The authors commented that these findings have important implications for future inclusion of active monitoring as an option for low-risk DCIS, particularly in patients who may consider endocrine therapy as part of active monitoring or who have multiple competing comorbidities.

Other ongoing studies in low-risk DCIS will also contribute to knowledge in this area. Recruitment for the LORD patient preference trial (EORTC-BCG 1401) is anticipated to be completed by 2026. The LORETTA study (JCOG 1505) completed recruitment in January 2024 as a single-group study of 360 oestrogen receptor–positive DCIS patients treated with tamoxifen for 5 years as an alternative to surgery. The LORIS prospective randomised trial conducted in the UK closed early with 188 patients, and the 10-year results are awaiting.

In an accompanied editorial article, Drs. Monica Morrow and Andrea V. Barrio of the Breast Service, Department of Surgery, Memorial Sloan Kettering Cancer Center in New York, NY, US wrote that the COMET trial provides reassurance that in patients with DCIS and a limited life expectancy, surgical therapy, and possibly even endocrine therapy, can be omitted, although the more clinically relevant question is why such patients would be having mammographic screening to begin with. For the remainder, who constitute most women with DCIS, the safety of active monitoring remains in question.
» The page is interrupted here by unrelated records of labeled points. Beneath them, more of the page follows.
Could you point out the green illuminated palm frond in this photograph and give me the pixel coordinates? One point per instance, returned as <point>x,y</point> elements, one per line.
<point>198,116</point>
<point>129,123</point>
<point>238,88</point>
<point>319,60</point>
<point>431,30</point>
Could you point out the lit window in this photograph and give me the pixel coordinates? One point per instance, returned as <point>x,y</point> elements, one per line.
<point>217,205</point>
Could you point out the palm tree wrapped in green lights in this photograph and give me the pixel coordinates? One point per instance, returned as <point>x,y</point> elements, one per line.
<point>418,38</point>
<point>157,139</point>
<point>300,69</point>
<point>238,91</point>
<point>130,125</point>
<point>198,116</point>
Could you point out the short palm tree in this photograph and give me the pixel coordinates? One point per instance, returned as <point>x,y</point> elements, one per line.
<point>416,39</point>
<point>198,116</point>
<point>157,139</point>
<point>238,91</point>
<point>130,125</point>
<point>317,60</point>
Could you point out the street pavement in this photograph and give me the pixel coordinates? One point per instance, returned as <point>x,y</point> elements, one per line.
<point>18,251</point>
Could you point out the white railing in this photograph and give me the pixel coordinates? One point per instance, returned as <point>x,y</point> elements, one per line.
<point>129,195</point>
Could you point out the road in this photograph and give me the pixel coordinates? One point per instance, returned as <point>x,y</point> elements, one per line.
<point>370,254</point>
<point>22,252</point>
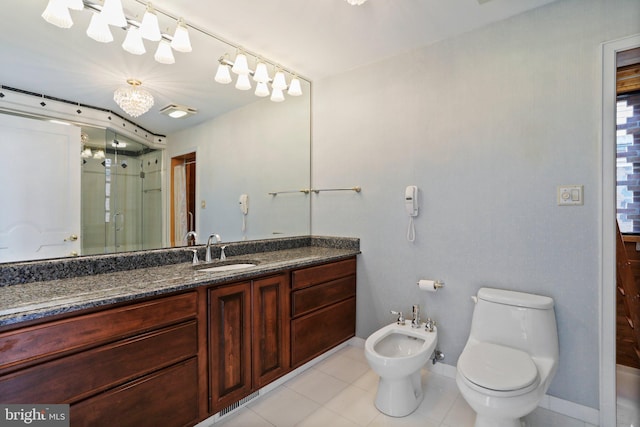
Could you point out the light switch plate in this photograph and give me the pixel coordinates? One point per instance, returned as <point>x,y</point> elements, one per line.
<point>570,195</point>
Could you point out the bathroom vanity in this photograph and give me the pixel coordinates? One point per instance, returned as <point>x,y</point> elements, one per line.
<point>167,344</point>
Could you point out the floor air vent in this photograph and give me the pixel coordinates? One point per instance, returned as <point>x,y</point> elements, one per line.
<point>238,404</point>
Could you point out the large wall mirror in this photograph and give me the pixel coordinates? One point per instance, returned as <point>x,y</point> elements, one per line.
<point>236,145</point>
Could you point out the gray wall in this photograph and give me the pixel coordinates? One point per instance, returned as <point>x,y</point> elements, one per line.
<point>487,124</point>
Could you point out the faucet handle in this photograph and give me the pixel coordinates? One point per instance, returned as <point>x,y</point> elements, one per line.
<point>429,325</point>
<point>400,320</point>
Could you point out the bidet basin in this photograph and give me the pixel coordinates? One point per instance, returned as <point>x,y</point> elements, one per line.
<point>220,266</point>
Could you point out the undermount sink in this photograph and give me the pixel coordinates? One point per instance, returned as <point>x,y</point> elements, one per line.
<point>224,266</point>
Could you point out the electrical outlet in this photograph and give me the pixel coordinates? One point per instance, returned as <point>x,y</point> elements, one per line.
<point>570,195</point>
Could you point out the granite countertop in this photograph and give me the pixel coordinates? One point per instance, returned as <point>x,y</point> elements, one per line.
<point>40,299</point>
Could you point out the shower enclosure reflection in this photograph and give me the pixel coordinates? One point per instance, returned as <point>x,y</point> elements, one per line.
<point>121,194</point>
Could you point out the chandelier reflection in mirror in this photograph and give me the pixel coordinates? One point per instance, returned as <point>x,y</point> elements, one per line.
<point>260,75</point>
<point>111,13</point>
<point>132,99</point>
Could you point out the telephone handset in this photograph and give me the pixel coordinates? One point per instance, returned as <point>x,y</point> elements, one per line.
<point>244,204</point>
<point>411,200</point>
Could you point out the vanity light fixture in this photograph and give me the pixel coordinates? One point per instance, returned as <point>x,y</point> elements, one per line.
<point>260,75</point>
<point>112,13</point>
<point>133,100</point>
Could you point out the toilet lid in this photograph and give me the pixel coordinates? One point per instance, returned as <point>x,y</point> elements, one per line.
<point>497,367</point>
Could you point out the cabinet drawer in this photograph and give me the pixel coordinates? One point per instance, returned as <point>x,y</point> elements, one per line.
<point>312,298</point>
<point>65,336</point>
<point>323,273</point>
<point>166,398</point>
<point>322,330</point>
<point>80,375</point>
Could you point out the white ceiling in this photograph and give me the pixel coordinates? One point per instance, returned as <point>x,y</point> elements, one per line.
<point>314,38</point>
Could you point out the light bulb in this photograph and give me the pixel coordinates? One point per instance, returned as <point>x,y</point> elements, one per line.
<point>133,42</point>
<point>277,95</point>
<point>294,87</point>
<point>181,41</point>
<point>279,81</point>
<point>240,66</point>
<point>57,13</point>
<point>262,89</point>
<point>261,75</point>
<point>149,28</point>
<point>243,82</point>
<point>99,30</point>
<point>222,75</point>
<point>164,55</point>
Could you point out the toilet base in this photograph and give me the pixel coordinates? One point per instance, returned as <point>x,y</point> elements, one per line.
<point>398,397</point>
<point>484,421</point>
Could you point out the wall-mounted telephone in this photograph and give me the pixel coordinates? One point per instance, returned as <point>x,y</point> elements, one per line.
<point>244,204</point>
<point>411,200</point>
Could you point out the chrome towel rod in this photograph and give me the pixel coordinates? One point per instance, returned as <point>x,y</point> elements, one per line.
<point>304,190</point>
<point>357,189</point>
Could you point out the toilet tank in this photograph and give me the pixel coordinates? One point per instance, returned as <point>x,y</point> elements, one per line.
<point>516,319</point>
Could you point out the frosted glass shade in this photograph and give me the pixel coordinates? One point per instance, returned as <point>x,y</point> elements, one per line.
<point>223,75</point>
<point>164,54</point>
<point>99,30</point>
<point>294,87</point>
<point>57,13</point>
<point>75,4</point>
<point>133,42</point>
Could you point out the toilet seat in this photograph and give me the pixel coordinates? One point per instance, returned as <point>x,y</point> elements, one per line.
<point>498,368</point>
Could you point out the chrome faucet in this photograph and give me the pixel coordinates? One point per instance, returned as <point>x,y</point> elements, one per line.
<point>207,257</point>
<point>415,322</point>
<point>190,234</point>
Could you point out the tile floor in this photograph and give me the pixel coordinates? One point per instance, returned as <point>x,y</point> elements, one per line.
<point>339,392</point>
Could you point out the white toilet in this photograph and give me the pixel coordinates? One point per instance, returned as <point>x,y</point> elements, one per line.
<point>510,357</point>
<point>397,353</point>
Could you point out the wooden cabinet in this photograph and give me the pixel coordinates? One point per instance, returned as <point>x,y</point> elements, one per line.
<point>111,366</point>
<point>248,337</point>
<point>323,309</point>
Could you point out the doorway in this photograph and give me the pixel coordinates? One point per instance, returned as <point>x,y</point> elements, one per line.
<point>608,230</point>
<point>183,199</point>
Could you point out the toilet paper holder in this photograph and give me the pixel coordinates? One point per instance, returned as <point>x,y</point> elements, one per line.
<point>430,285</point>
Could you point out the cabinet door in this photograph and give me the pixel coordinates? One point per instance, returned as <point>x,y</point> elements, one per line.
<point>270,329</point>
<point>230,344</point>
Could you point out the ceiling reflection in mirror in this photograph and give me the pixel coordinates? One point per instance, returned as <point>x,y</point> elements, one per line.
<point>244,144</point>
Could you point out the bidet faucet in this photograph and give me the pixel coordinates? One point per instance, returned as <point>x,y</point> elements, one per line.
<point>207,257</point>
<point>190,234</point>
<point>415,322</point>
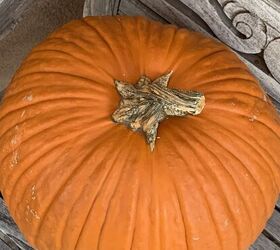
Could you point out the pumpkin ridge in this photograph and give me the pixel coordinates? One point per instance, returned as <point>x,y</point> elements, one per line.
<point>131,54</point>
<point>206,56</point>
<point>54,72</point>
<point>79,49</point>
<point>224,72</point>
<point>222,81</point>
<point>106,42</point>
<point>39,102</point>
<point>244,166</point>
<point>180,206</point>
<point>21,174</point>
<point>234,92</point>
<point>112,196</point>
<point>216,182</point>
<point>21,123</point>
<point>48,52</point>
<point>202,193</point>
<point>243,201</point>
<point>96,194</point>
<point>56,89</point>
<point>256,150</point>
<point>66,181</point>
<point>245,116</point>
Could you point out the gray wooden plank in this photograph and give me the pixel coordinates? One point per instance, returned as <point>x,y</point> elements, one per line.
<point>10,14</point>
<point>9,232</point>
<point>4,246</point>
<point>179,14</point>
<point>104,7</point>
<point>263,243</point>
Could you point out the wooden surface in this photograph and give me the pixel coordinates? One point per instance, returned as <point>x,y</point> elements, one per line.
<point>251,28</point>
<point>10,14</point>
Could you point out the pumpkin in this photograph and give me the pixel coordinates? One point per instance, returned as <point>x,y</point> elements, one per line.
<point>76,171</point>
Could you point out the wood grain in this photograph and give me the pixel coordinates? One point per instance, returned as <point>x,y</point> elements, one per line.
<point>10,14</point>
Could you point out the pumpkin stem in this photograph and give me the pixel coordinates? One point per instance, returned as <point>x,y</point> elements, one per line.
<point>146,103</point>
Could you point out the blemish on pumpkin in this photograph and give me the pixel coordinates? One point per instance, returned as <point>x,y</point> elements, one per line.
<point>28,98</point>
<point>14,140</point>
<point>23,113</point>
<point>226,222</point>
<point>14,159</point>
<point>35,214</point>
<point>33,192</point>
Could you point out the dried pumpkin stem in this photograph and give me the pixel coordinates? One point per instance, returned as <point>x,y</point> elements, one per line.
<point>146,103</point>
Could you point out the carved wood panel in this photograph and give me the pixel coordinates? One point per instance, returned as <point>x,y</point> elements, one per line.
<point>251,28</point>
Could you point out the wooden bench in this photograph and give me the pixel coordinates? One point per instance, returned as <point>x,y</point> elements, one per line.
<point>251,28</point>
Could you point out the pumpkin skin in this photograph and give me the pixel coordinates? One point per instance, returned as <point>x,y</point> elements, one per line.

The long-term risk of invasive cancer development with active monitoring is unknown at this time but, based on ECOG-ACRIN E5194 and RTOG 9804, will be at least 0.6% per year, and possibly higher given the absence of surgical excision. Women enrolling in COMET demonstrated a strong preference for active monitoring; almost half of those randomised to guideline-concordant care did not have the prescribed surgery. However, COMET participants may not be representative of the population of women with DCIS at large. Population-based studies of women with DCIS have shown that concern about recurrence, invasive or DCIS, is the most important factor in patient selection of type of surgical therapy.

Longer follow-up will also clarify the benefit of endocrine therapy in a successful active monitoring strategy. Acceptance of endocrine therapy following surgical excision of DCIS has historically been low, and adherence to 5 years of endocrine therapy is poor even in women with invasive cancer. Whether 5 years or longer of endocrine therapy is preferable to a brief outpatient surgical procedure remains to be seen. Meanwhile, adoption of active monitoring as a standard management strategy for low-risk DCIS requires longer follow-up for most patients. The initial report of COMET does not provide the safety data necessary to omit surgery as part of DCIS management according to the editorialists.

The COMET study was supported by Patient-Centered Outcomes Research Institute award and Breast Cancer Research Foundation awards. The study was sponsored by Alliance Foundation Trials.